I learned how to develop film and make photos (again, just black and white). I also learned that I did not grab the concept of fstops and I did NOT enjoy shooting people but that was the business. He got Mom involved too so many times they were away photographing weddings. Once in a while I would get to be the 2nd photographer, but it seemed a lot of people were uncomfortable with a teenager being part the photo team shooting their wedding (and probably because I did NOT enjoy that part, it showed). I think our biggest “claim to fame” was being the official photographers of the Miss Michigan pageant which was held in Muskegon. I don’t remember what year it was, but I DID enjoy that job. It meant I got to wear a pass and be ‘back stage’ where all the excitement was, where the contestants primped, took naps, nursed headaches, etc. It also meant that we had special seats close to the stage so we could get the shots needed. By this time Dad had 2 Haselblads and 2 battery packs so we worked in tandem; he’d fire a shot, then I would. This way it gave our packs time to ‘catch up’ so they would fire for the next shot.
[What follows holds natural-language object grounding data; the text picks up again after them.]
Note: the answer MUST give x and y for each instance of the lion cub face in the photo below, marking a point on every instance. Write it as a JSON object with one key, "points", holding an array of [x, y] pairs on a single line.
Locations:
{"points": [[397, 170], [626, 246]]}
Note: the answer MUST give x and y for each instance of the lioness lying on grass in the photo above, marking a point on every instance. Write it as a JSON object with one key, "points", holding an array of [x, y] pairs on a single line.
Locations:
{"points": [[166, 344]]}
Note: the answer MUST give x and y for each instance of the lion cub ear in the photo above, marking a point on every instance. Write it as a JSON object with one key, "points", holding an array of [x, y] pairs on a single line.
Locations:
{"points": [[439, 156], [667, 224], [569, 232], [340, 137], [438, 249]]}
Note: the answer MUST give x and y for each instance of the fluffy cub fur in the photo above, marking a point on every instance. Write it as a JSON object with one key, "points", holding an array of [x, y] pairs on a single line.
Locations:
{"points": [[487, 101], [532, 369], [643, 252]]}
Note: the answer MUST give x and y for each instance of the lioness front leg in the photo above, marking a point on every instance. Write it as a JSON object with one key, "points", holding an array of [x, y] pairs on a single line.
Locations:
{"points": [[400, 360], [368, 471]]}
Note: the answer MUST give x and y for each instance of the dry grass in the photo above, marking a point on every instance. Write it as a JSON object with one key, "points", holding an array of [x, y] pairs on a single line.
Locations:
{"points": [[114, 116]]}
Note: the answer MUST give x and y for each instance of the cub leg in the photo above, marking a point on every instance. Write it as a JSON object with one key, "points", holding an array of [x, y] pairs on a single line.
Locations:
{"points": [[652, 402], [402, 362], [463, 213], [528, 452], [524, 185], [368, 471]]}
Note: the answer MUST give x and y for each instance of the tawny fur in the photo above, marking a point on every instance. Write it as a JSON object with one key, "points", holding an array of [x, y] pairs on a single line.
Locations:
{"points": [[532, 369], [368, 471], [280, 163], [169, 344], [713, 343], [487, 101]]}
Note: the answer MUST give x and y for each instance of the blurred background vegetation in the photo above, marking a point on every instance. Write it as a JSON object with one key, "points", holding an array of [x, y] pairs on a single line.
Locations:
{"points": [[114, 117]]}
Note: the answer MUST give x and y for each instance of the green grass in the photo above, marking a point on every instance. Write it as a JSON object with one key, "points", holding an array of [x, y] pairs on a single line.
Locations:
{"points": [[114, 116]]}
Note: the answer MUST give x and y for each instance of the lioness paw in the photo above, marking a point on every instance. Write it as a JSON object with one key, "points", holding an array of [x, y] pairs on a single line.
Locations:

I’m not quite sure why Dad had a dark room for b & w’s because most everything I can remember that we shot was in color. There did come a time though that I remember Mom doing oil portraits from black and white photos. And there was something that I had taken up which required b & w photos. I can’t remember if there was a name for it, but it involved using a b & w photo with a matte finish (which you managed to obtain by how you ran the photo through the dryer…or was it a combination of that and the paper??). Anyway, with this b & w photo, I took a quill pen, dipped it in black ink and then outlined or filled in the portions of the shot that I wanted to “draw”. After the ink had completely dried, then the photo went to the dark room because that is where the pans and chemicals were. As I recall the photo was then put through a bath of potassium ferricyanide and I think I alternated it with a bath of water but I can’t remember. Anyway, the end result was the photo disappeared but the ink “drawing” remained. It was kind of a neat thing, especially with flowers (not so good for people as far as I was concerned!)
I don’t remember when Dad decided to sell Magi Photography and the equipment, but I think it was a bit after I graduated from high school.
My only cameras between then and in 1986 were plain old instamatic types. I still enjoyed photography, but it was mainly about scenery, my horse, sunsets, and later on my baby daughter.
A year after Dan and I married, we planned a trip out west so I bought my Canon 35mm and managed to really develop my interest in scenic photography…nothing fancy, just to please my tastes.
So that is how I got started. I guess that is one thing I can really thank my Dad for…even though I still don’t get fstops!